In the first code, the issue lies in the line y = abs(mod(x, 2*pi));. Here's a breakdown of the problem:
- The mod(x, 2*pi) function returns the remainder when x is divided by 2*pi. This operation maps x to the interval [0, 2*pi), which means the resulting y values will be non-negative.
- The abs() function is then applied to the result of mod(x, 2*pi). However, since mod(x, 2*pi) is already non-negative, applying abs() has no effect on the values. Therefore, it is unnecessary in this case.

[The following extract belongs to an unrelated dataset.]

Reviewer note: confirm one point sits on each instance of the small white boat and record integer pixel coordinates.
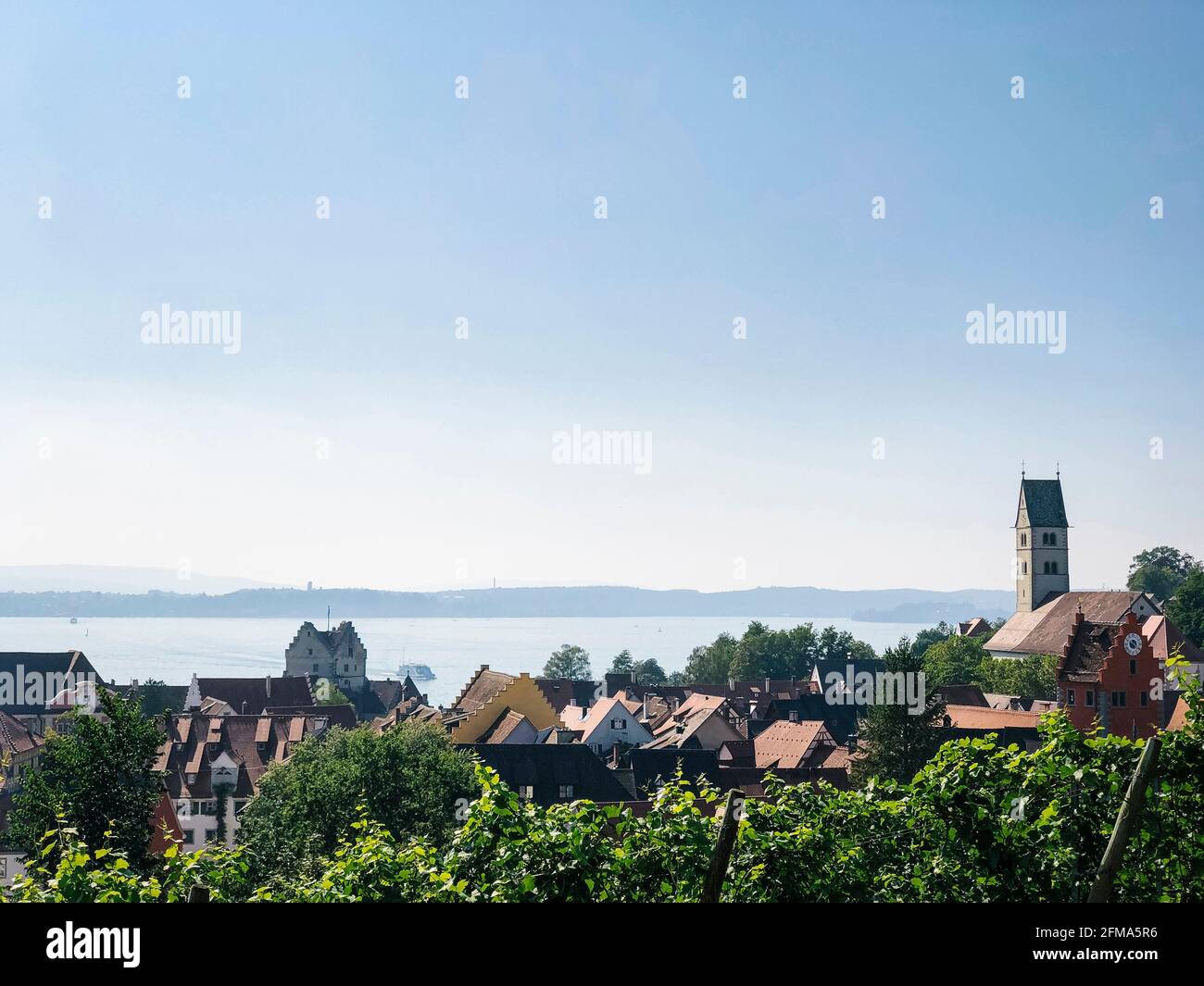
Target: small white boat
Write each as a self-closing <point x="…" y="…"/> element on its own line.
<point x="417" y="672"/>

To fix the code and achieve the desired graph, we can modify the calculation of y. Here's the corrected code with explanations:
interval_start = -4*pi; % Start of the interval
interval_end = 4*pi; % End of the interval
% Generate x-values over the defined interval
x = linspace(interval_start, interval_end, 1000);
h = 2*pi; % Width of the interval you want to map the function to
y =abs(mod(x + h/2, h) - h/2 ) % Apply the shift and mod operation
% Plot the graph
plot(x, y);
xlabel('x');
ylabel('f(x)');
title('Graph of the Function f(x) = |x|');
grid on;
% Set custom tick values and labels for x-axis
xticks([-4*pi:pi:4*pi]);
xticklabels({'-4\pi','-3\pi','-2\pi','-\pi','0','\pi','2\pi','3\pi','4\pi'});
% Set custom tick values and labels for y-axis
yticks([-pi:pi:pi]);
yticklabels({'-\pi', '0', '\pi'});
- We calculate y by adding h/2 to x to shift the values, then applying mod() with h to map them to the interval [-h/2, h/2).
- Finally, we subtract h/2 to center the function in the desired interval. This ensures that y will be in the range of [-π, π).
By making these changes, we correctly map the function to the desired interval and achieve the expected graph.